ニーズを発見し、顧客にもっと喜んでもらえるように 【審査員・古橋氏インタビュー】
2024年6月に初開催されるStartup Weekend 熱海。週末を活用してアイデアをカタチにする「スタートアップ体験」を行う本イベントでは、起業家や投資家として活躍されている方をお招きして、コーチングや審査を行っていただきます。
今回は、審査員を務める、株式会社スズヒロ / 株式会社365LIFE 代表取締役の古橋啓稔さんにインタビューさせていただきました。Startup Weekendで大切な姿勢を学べる記事なので、ぜひ最後までお読みください。
グローバルな時代だから人とは逆のローカルへ
ーー簡単に自己紹介をお願いします。
新卒でユニクロを運営している株式会社ファーストリテイリングに入社し、店長や商品企画の仕事を経験しました。10年間勤務した後、2011年に地元浜松の不動産会社に転職しました。

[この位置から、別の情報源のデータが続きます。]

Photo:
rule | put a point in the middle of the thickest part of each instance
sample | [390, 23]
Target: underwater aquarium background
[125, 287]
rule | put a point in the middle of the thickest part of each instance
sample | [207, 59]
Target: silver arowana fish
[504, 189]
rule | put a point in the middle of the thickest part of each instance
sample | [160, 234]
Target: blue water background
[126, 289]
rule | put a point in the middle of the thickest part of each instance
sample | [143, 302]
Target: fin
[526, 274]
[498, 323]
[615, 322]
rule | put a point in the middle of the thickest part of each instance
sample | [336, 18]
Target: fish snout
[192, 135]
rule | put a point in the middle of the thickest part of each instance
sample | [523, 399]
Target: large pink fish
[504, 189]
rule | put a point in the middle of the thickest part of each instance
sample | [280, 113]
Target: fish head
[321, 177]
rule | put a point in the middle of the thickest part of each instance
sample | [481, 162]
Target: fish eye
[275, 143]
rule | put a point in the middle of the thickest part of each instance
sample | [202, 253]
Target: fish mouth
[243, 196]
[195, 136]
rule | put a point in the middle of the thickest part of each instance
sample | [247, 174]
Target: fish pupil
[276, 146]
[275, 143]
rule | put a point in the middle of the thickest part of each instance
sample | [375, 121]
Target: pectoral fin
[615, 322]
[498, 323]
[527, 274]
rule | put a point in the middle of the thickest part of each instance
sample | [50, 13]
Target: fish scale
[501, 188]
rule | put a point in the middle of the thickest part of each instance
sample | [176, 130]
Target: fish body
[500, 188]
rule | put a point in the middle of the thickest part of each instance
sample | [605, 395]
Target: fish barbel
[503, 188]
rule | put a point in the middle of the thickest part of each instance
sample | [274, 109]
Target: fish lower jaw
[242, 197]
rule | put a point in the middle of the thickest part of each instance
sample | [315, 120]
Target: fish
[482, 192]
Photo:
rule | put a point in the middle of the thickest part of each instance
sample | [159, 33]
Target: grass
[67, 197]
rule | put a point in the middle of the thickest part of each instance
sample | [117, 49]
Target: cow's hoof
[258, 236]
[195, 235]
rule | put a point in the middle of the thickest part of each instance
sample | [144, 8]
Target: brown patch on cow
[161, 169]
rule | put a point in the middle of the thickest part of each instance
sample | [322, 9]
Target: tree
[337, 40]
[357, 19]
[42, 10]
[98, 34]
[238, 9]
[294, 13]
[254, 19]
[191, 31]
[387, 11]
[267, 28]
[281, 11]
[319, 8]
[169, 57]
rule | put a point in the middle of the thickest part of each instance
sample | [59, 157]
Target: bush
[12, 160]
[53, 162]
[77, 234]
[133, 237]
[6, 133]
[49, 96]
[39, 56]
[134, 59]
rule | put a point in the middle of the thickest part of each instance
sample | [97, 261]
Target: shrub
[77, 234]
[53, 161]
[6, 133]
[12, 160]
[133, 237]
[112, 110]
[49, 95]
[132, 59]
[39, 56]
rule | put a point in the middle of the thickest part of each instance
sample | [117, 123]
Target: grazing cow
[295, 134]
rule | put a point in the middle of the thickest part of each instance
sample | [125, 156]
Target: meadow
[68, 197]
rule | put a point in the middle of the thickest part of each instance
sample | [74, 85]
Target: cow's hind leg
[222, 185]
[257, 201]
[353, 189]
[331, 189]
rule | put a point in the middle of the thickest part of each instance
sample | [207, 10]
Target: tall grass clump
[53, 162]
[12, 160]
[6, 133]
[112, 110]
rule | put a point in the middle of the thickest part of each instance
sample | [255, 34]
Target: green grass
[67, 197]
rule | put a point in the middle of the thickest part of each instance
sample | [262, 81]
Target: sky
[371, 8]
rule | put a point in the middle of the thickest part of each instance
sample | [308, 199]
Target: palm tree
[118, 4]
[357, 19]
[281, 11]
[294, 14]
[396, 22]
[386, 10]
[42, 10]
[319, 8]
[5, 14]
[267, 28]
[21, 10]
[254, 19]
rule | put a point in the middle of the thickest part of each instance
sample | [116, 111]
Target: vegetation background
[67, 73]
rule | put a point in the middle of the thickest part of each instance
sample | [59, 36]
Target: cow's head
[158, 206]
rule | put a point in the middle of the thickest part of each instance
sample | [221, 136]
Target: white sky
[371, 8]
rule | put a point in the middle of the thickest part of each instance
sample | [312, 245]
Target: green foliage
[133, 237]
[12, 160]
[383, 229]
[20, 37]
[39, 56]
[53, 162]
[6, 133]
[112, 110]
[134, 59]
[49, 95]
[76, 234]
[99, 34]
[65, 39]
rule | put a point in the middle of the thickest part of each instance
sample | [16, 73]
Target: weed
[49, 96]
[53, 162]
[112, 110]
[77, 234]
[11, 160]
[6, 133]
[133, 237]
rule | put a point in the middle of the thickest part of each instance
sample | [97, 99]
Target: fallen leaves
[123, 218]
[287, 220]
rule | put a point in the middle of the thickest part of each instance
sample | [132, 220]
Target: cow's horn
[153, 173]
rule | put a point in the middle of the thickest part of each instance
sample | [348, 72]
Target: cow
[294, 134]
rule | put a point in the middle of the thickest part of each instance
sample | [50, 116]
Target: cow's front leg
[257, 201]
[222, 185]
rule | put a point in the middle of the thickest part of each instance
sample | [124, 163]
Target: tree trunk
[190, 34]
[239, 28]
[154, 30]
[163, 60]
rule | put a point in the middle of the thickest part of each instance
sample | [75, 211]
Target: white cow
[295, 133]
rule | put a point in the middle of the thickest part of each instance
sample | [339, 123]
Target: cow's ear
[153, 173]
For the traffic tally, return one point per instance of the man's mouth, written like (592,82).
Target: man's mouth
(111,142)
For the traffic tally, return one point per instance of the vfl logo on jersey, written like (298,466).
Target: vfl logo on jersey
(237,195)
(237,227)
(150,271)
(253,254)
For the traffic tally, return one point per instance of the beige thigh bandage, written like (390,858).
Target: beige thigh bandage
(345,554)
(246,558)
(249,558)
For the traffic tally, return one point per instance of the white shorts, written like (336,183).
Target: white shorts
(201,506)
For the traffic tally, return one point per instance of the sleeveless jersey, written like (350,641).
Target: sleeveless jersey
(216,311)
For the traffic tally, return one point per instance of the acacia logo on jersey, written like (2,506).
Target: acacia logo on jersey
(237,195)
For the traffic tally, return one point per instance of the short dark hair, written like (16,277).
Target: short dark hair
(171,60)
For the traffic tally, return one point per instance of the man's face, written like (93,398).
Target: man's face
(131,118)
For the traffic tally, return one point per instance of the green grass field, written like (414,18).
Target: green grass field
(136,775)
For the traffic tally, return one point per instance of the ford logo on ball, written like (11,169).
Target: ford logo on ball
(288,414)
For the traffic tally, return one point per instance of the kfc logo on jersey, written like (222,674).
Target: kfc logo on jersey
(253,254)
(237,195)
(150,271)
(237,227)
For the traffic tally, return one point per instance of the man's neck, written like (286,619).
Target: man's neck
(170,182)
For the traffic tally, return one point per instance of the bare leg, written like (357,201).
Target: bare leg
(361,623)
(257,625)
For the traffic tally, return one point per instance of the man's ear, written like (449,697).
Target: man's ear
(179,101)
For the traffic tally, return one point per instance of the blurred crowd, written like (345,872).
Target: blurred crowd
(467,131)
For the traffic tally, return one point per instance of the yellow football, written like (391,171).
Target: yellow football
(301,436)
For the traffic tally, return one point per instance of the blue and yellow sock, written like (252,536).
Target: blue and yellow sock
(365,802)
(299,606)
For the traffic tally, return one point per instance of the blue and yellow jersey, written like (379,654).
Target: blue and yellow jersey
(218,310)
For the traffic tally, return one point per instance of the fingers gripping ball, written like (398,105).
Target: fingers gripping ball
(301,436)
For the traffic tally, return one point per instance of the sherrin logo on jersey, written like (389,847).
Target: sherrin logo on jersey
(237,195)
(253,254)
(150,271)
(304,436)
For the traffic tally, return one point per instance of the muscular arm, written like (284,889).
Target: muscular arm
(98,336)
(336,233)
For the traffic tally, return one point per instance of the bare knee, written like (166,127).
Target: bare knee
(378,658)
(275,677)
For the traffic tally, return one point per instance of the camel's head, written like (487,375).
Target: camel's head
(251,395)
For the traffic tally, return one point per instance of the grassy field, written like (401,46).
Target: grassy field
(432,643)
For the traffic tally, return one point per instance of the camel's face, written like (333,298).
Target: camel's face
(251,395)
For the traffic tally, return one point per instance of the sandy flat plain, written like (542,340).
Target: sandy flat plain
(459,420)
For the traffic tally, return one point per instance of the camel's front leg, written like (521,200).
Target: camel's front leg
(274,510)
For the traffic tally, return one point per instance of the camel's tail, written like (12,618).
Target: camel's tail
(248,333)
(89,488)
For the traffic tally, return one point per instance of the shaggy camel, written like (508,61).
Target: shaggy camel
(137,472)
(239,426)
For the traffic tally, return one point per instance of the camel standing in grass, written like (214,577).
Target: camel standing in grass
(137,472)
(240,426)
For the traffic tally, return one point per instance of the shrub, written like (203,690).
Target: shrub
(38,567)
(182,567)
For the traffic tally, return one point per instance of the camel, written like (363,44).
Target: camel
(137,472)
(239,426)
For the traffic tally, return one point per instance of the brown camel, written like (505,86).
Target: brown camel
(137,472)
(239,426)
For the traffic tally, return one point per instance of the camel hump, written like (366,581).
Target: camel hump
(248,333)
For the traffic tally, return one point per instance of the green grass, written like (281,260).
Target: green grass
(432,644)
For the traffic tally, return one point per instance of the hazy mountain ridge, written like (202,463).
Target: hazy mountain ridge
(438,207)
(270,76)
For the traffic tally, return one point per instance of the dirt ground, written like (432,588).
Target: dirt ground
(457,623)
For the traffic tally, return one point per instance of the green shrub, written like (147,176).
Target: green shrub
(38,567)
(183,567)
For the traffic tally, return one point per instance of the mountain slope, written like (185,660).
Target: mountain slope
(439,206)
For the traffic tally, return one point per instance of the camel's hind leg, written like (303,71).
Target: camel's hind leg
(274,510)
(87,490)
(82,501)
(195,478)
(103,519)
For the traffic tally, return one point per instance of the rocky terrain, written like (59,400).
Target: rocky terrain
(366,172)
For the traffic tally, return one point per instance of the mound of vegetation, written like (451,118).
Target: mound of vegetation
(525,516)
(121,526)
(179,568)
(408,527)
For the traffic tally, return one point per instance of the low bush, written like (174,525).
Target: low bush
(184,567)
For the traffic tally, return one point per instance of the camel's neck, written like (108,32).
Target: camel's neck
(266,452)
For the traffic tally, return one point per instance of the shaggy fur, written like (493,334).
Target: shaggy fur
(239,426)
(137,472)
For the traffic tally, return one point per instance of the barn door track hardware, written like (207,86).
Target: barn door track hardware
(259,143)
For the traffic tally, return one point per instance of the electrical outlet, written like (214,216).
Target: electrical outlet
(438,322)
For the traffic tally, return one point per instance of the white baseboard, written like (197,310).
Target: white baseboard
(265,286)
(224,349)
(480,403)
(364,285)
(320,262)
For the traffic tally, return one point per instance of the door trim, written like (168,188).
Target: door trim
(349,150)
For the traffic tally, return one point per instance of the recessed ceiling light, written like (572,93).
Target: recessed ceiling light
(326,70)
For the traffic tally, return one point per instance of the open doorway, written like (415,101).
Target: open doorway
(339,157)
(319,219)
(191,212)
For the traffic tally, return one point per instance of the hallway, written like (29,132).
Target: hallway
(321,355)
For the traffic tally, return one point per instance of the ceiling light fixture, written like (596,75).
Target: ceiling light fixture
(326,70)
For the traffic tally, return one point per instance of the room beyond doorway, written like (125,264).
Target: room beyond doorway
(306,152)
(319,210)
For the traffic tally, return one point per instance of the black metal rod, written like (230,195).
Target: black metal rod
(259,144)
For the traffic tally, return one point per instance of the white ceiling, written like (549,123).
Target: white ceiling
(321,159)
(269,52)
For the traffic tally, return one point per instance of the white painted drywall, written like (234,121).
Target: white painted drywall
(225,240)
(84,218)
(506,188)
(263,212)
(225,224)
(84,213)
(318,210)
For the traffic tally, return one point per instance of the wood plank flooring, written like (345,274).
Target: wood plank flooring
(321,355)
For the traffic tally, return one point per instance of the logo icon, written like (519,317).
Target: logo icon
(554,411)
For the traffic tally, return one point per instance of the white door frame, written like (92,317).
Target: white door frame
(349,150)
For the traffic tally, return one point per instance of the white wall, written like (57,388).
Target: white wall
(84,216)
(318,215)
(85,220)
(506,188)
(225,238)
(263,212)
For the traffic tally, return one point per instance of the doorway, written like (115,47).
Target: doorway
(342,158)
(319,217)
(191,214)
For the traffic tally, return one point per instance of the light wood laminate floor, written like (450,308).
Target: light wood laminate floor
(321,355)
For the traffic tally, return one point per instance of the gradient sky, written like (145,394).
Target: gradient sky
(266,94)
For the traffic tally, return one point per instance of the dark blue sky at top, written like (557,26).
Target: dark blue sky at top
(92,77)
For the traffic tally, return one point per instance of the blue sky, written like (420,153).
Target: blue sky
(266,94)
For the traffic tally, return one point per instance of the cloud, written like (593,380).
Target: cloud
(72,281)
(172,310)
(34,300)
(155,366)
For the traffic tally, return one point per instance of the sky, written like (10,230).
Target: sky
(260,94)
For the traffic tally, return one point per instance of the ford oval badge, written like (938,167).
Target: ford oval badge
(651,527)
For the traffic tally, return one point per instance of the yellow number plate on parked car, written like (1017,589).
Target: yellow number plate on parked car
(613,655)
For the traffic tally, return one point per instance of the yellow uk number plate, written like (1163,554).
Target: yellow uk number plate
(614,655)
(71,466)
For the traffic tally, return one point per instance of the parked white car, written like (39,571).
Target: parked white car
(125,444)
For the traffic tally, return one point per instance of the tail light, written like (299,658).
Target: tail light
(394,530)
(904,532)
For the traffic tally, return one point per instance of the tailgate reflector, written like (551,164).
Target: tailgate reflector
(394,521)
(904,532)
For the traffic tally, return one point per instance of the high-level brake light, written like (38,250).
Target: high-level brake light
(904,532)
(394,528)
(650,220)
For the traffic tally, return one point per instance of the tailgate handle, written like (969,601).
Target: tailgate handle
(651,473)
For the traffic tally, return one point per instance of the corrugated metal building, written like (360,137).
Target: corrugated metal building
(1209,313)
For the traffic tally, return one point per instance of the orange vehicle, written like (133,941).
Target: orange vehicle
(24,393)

2015年に独立し、不動産のポータルサイト「365 LIFE」をスタートしたほか、2018年からは宿泊施設「365BASE outdoor hostel」の運営も始め、現在に至ります。
ーー大企業から地元の不動産会社への転職は大きな決断だったと思います。Uターンしようと思ったのはどうしてでしょうか?
もともと将来的に地元に戻ることを考えていましたが、きっかけになったのは海外転勤の話が出たことでした。子どもが小さかったので、単身赴任ではなく、家族と一緒にいたいという思いがありました。
また、ファーストリテイリング社長の柳井さんが「人と逆方向に行きましょう」と言っていたのも理由の一つです。ローカルに留まらないでグローバルへという意図だったと思いますが、これからみんながグローバルに行くのだったらその逆のローカルに行こうと考えました。
失敗から学んだニーズに応える重要性
ーーグローバルとは反対に、地域に密着した仕事を始めたのですね。不動産会社への転職は起業を見据えた準備期間だったのでしょうか?
そうですね。ただ、不動産業で起業する前にも、サラリーマンをしながら自分で事業をしていました。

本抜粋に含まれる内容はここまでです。